Hi Steve. I sailed on the Methane Princess 1979, lasted 21 days ! it was my first trip as 2nd.Cook, a couple of days out the Chief Cook had an accident and was confined to his bunk, by the time we got back to Canvy I thought, I've had a guts full of this and paid off.
I also saw the programme with Harry Secombe in, was quite a surprise


----------



## orangefunk

Nice thread. I am from Barrow in Furness though too young to have worked on this. I worked on vessels in the 1980s.
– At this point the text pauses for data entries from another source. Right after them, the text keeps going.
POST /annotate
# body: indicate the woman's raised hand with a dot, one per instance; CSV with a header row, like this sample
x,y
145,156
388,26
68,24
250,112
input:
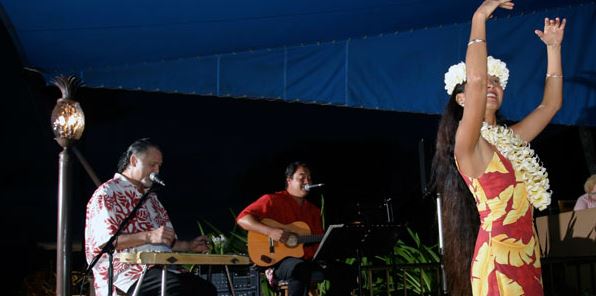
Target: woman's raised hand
x,y
553,31
487,7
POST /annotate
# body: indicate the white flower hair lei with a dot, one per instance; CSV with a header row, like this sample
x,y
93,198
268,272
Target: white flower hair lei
x,y
457,73
523,159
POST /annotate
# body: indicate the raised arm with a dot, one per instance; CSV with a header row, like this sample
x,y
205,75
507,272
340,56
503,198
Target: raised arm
x,y
468,132
536,121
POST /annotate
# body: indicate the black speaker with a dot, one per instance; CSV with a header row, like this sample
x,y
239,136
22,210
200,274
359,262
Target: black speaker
x,y
244,279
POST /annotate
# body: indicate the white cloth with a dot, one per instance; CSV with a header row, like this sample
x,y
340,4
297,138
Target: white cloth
x,y
110,204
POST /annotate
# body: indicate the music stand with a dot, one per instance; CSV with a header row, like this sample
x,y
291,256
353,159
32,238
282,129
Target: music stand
x,y
343,241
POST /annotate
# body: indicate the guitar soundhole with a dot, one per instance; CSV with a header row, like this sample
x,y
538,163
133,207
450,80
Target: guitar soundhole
x,y
266,259
292,241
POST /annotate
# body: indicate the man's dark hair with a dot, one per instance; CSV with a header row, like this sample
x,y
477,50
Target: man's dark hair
x,y
137,147
292,167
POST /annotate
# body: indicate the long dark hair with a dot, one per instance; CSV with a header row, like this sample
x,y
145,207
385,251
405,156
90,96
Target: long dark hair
x,y
137,147
459,213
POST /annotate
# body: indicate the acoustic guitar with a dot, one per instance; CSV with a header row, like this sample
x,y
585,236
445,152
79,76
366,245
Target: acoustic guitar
x,y
263,251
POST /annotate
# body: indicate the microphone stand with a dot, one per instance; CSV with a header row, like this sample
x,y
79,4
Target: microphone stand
x,y
109,247
441,244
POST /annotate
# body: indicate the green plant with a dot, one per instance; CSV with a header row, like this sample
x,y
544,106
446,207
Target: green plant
x,y
410,259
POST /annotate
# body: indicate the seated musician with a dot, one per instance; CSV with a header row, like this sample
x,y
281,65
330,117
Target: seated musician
x,y
149,230
287,207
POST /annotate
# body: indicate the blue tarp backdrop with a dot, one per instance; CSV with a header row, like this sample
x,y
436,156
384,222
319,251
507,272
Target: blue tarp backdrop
x,y
388,55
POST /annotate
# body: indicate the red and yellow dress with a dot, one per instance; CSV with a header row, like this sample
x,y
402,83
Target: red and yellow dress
x,y
507,255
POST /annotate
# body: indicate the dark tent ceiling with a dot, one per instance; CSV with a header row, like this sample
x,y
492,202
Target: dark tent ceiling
x,y
375,54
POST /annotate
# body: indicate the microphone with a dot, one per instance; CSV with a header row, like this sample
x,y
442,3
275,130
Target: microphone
x,y
156,179
308,187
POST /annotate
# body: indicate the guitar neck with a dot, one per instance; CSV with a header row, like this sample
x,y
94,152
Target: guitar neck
x,y
309,239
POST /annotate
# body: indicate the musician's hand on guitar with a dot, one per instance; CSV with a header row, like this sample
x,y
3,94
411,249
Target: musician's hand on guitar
x,y
278,235
163,235
200,244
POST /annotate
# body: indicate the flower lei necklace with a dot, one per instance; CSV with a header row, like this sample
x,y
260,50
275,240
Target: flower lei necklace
x,y
523,159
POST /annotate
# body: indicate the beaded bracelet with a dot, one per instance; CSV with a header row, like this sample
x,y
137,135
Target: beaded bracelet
x,y
548,75
476,41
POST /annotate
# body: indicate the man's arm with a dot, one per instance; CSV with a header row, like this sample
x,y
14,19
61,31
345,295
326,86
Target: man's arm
x,y
163,235
250,223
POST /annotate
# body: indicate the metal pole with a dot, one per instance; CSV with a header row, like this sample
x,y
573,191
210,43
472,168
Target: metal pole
x,y
441,243
64,243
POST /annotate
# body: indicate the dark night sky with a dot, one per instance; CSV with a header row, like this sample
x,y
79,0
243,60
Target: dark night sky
x,y
222,153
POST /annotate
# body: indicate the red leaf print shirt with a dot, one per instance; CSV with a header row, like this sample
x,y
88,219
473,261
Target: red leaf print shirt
x,y
110,204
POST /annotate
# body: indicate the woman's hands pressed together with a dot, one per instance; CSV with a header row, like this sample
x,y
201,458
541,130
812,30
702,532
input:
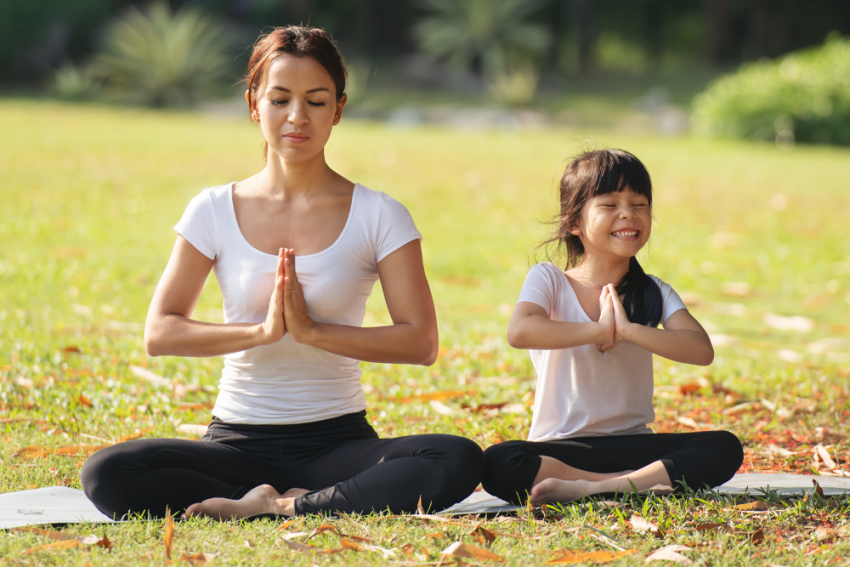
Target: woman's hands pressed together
x,y
274,327
298,321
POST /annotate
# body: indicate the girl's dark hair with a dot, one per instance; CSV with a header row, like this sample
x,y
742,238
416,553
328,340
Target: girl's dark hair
x,y
299,41
600,172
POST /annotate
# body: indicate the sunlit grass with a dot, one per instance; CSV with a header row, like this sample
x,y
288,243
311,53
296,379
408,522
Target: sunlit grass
x,y
744,230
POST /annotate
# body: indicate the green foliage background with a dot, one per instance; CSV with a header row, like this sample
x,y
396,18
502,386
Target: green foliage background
x,y
804,96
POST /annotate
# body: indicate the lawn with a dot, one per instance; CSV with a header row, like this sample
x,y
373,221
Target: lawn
x,y
752,236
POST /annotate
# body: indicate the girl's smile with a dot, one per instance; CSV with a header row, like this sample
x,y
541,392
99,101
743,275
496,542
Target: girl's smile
x,y
616,223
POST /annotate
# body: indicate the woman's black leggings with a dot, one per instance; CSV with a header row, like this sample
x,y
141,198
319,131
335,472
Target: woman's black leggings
x,y
341,461
696,460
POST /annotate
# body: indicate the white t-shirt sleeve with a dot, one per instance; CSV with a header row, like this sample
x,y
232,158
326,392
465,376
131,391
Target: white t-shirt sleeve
x,y
395,227
538,287
670,300
198,225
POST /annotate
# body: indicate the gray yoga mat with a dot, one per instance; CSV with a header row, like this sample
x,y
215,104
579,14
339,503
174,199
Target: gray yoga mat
x,y
62,505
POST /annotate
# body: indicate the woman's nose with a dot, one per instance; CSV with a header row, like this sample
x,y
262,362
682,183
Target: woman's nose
x,y
297,113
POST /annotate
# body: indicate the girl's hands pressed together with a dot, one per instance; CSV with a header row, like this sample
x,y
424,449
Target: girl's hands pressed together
x,y
621,319
274,327
606,319
298,321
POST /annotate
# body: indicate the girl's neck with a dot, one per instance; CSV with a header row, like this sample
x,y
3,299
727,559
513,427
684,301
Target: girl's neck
x,y
598,272
285,179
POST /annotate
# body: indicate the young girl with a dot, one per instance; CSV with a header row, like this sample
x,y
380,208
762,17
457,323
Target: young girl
x,y
592,332
296,249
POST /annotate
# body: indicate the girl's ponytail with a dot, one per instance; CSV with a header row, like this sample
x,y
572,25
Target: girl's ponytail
x,y
642,300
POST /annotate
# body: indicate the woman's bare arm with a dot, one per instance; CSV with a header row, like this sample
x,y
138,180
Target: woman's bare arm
x,y
411,339
169,329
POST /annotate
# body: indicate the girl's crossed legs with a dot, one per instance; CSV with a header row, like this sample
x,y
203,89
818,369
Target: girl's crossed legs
x,y
569,469
243,470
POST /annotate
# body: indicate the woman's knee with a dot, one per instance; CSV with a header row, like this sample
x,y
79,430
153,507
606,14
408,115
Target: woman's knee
x,y
505,465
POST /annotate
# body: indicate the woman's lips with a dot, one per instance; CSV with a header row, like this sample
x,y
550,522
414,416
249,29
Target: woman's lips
x,y
296,138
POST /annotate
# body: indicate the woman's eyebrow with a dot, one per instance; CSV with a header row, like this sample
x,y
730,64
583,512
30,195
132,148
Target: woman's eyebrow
x,y
317,89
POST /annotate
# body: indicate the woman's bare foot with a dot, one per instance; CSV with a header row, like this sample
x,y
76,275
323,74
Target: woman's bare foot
x,y
263,499
554,490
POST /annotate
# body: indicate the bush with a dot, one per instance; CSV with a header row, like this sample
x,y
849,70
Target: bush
x,y
157,58
75,83
802,97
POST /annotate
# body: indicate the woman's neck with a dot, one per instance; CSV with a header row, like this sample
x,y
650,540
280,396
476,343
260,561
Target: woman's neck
x,y
598,272
286,179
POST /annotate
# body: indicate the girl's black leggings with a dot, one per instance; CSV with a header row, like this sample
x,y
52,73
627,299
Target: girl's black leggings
x,y
696,460
341,461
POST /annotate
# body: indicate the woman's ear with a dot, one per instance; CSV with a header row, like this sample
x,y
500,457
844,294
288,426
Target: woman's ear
x,y
340,104
255,116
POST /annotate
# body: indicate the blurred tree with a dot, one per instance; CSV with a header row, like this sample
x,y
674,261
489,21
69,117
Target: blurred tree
x,y
484,36
161,58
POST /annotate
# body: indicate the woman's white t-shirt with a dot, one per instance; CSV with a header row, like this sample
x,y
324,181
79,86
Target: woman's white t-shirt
x,y
287,382
581,392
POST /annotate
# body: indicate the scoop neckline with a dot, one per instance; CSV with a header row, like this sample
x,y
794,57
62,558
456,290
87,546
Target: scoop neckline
x,y
306,256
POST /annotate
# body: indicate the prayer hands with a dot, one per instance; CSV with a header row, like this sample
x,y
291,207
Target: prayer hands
x,y
274,327
613,317
298,321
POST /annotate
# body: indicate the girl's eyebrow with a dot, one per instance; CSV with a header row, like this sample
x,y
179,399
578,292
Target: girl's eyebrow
x,y
317,89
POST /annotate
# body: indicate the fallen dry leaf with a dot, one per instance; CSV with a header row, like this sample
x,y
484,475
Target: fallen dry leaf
x,y
62,536
482,535
641,525
460,549
193,559
670,553
823,455
756,537
756,506
168,537
56,545
822,533
569,556
288,523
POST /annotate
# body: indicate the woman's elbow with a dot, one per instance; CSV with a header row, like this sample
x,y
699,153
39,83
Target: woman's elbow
x,y
430,350
516,338
153,343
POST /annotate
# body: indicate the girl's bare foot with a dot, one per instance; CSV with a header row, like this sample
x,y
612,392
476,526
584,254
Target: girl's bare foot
x,y
554,490
263,499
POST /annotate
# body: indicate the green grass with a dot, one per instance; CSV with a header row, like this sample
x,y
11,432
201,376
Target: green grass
x,y
89,198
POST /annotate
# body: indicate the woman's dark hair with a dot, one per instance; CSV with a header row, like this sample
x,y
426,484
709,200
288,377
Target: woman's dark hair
x,y
299,41
600,172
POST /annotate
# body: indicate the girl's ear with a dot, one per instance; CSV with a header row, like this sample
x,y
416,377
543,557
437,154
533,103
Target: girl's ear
x,y
340,104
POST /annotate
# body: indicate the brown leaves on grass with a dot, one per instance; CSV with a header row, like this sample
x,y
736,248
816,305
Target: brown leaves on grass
x,y
642,525
570,556
460,549
63,540
670,553
755,506
35,452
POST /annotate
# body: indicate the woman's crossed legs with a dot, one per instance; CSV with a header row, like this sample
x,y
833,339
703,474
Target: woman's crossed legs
x,y
226,478
569,469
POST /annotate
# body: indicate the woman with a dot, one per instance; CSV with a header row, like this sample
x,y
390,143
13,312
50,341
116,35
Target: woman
x,y
296,249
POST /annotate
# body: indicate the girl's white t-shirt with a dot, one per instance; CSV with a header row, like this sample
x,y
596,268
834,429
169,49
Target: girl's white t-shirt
x,y
581,392
287,382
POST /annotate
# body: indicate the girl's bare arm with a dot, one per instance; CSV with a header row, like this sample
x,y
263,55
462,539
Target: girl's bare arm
x,y
411,339
682,340
169,329
531,328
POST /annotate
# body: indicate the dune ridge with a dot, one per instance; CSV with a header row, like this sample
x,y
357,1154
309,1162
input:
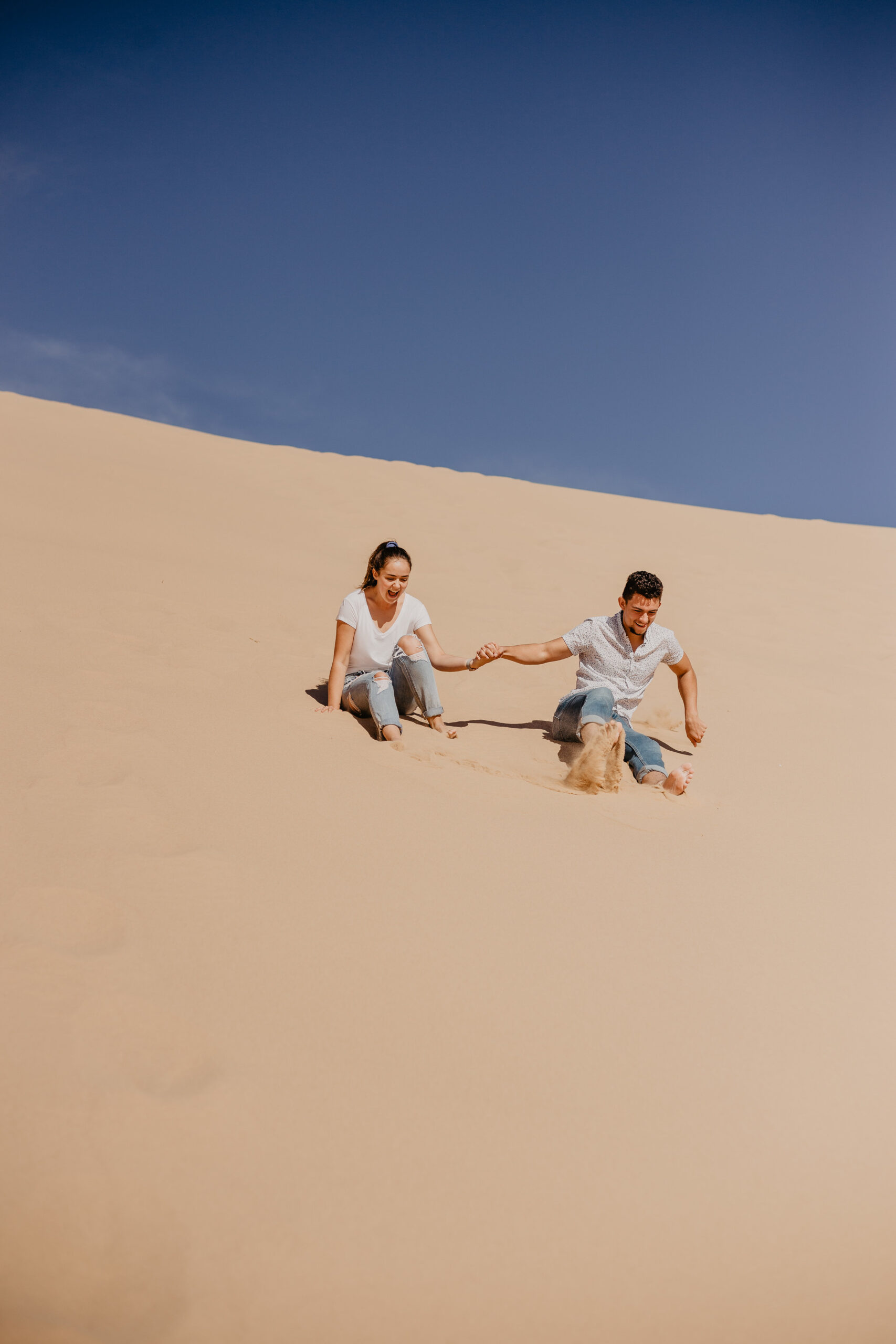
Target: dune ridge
x,y
308,1040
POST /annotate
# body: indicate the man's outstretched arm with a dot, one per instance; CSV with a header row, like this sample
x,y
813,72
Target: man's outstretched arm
x,y
695,728
550,652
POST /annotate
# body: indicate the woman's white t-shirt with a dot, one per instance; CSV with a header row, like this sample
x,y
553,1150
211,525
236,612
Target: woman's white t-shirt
x,y
373,648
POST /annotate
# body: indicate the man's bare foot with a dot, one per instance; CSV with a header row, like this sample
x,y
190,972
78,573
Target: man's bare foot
x,y
599,764
437,722
678,781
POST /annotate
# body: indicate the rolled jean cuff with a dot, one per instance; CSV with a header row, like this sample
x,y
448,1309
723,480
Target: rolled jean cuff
x,y
649,769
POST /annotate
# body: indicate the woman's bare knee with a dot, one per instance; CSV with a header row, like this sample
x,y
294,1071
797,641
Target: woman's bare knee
x,y
412,646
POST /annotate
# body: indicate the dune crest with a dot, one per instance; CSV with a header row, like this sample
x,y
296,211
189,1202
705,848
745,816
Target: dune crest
x,y
309,1040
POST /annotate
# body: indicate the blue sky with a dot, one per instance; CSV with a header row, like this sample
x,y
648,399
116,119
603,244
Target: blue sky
x,y
637,248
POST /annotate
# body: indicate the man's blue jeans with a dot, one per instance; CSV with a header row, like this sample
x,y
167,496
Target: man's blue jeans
x,y
597,706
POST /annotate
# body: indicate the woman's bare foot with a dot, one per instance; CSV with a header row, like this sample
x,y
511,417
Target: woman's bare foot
x,y
437,722
678,781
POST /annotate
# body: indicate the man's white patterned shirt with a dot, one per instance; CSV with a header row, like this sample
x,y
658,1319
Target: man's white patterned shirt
x,y
606,658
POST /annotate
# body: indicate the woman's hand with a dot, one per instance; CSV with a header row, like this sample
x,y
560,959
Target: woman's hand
x,y
488,654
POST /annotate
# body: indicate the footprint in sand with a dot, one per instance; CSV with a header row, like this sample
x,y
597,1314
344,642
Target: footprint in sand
x,y
124,1041
65,918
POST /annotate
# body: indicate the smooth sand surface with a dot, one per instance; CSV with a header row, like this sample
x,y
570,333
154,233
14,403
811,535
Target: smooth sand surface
x,y
307,1041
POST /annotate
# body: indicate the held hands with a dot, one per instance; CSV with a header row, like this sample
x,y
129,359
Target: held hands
x,y
695,729
488,654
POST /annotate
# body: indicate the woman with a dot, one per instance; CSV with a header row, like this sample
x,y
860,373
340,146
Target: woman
x,y
386,649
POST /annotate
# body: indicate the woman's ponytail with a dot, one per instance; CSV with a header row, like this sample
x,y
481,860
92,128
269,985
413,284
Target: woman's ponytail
x,y
383,553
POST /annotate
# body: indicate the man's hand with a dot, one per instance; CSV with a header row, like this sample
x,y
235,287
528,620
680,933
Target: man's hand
x,y
488,654
695,729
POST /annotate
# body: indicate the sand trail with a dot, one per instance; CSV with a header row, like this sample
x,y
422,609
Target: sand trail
x,y
305,1040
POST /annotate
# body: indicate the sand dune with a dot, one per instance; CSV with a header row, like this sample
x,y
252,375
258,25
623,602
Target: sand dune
x,y
305,1040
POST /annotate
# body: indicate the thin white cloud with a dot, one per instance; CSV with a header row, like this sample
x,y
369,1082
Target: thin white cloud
x,y
18,174
109,378
90,375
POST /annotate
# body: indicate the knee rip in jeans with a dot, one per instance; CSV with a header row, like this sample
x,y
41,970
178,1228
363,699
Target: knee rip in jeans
x,y
412,646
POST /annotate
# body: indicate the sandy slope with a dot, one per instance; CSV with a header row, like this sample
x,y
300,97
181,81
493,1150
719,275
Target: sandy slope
x,y
309,1041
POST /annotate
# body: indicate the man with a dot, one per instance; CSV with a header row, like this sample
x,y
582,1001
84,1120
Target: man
x,y
618,656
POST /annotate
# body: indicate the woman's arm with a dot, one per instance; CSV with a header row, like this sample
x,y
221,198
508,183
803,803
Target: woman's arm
x,y
444,662
549,652
342,654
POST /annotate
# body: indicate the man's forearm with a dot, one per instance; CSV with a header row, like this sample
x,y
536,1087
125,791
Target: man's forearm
x,y
529,654
688,692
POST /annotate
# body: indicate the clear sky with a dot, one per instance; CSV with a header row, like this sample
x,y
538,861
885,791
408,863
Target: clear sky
x,y
636,248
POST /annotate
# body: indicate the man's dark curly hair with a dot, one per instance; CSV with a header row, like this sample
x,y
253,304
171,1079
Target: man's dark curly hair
x,y
648,585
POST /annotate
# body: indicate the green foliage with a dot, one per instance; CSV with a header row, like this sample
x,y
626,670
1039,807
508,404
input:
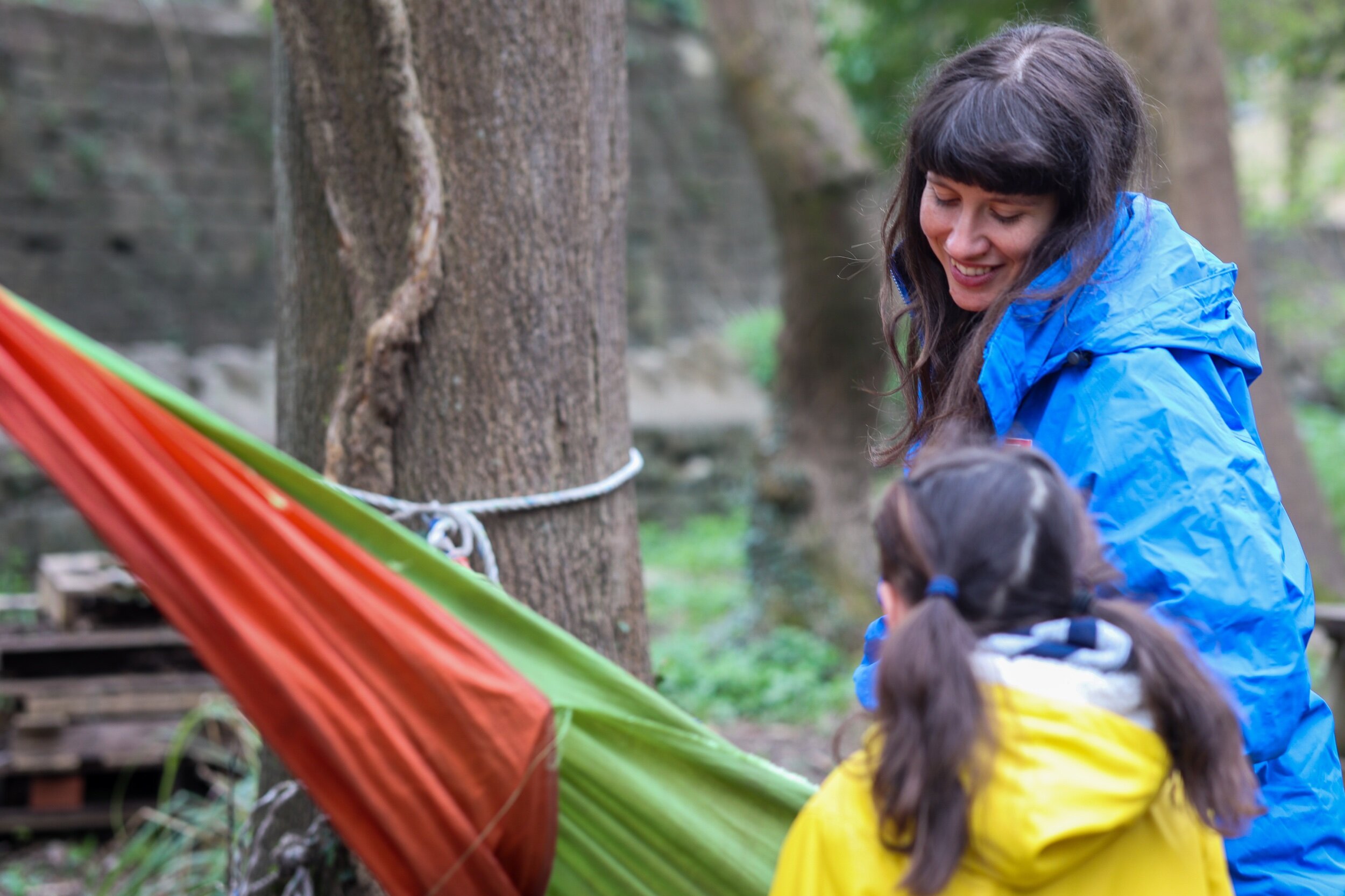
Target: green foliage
x,y
182,848
684,12
89,155
752,337
881,47
249,109
1304,38
708,654
1322,431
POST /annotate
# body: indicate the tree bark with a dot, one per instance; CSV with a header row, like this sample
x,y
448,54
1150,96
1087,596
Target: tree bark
x,y
811,544
1173,46
451,219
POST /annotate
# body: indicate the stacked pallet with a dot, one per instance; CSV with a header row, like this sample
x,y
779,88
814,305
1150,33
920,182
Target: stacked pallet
x,y
93,692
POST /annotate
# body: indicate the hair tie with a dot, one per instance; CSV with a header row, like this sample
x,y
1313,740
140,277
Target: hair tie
x,y
942,587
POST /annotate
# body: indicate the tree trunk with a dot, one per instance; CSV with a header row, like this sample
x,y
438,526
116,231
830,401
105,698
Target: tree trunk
x,y
811,545
451,219
1173,45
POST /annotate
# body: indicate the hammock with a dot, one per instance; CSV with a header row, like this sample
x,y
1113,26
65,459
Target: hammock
x,y
458,742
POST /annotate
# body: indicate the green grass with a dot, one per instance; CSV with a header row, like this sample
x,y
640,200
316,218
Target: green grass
x,y
1322,431
752,337
709,657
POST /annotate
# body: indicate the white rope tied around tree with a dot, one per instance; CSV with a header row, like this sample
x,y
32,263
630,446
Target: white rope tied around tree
x,y
462,518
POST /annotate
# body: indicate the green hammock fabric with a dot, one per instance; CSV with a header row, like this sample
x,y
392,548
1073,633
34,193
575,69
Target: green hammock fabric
x,y
653,803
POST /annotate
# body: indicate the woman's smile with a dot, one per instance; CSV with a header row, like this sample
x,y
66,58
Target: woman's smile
x,y
981,239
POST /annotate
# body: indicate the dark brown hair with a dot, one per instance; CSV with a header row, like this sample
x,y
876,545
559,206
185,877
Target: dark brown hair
x,y
1033,111
1016,538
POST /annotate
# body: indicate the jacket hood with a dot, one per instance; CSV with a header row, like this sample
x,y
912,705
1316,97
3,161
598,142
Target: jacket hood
x,y
1068,771
1156,288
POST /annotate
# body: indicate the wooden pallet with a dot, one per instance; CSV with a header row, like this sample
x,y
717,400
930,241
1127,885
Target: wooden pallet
x,y
92,699
90,589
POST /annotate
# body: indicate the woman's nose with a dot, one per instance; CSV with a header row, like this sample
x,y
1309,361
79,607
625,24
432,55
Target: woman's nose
x,y
966,240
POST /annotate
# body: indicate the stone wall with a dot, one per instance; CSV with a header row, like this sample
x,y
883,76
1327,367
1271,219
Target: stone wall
x,y
136,205
135,175
135,170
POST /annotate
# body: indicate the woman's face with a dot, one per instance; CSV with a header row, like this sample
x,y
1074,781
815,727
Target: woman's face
x,y
981,239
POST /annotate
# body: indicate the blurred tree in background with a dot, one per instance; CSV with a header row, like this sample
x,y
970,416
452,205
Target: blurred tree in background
x,y
1302,42
880,49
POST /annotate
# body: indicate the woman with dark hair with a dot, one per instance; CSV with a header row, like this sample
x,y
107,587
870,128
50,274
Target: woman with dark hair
x,y
1037,301
1029,738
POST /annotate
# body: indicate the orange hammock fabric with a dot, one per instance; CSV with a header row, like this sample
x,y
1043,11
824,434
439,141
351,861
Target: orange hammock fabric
x,y
431,755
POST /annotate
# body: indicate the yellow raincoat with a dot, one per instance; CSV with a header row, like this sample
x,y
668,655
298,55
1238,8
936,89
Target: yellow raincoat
x,y
1079,801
Lovely to see all this discussion on a ship built by people in my town.


----------



## TEAPOT

sailed in methane princess jan-march 65,good accomadation,good tucker,had my 21s at sea got full as a state school,run was a bit so,so.did see her up river fal,on a visit to uk.


----------



## narra

I belive I had a mate on the Princess in catering early 60's,Name of ray Gillmore,anyone out there remember him,saddly he passed on a few years back,good mate for years cheers Narra


----------



## brickhead

A.D.FROST said:


> METHANE PROGRESS b/u1988 Castellon.METHANE PRENCESS re-activated 10.1988 for eght cargoes on charter to British Gas laid-up again 5.1989.B/u Alang 9.3.1997.


concerning the METHANE PRINCESS & PROGRESS i am assuming the funnel markings of black with 3 white bands was conch livery,what company house flag did she fly,was it similar to the funnel or did she fly joe shell company flag ??
brickhead


----------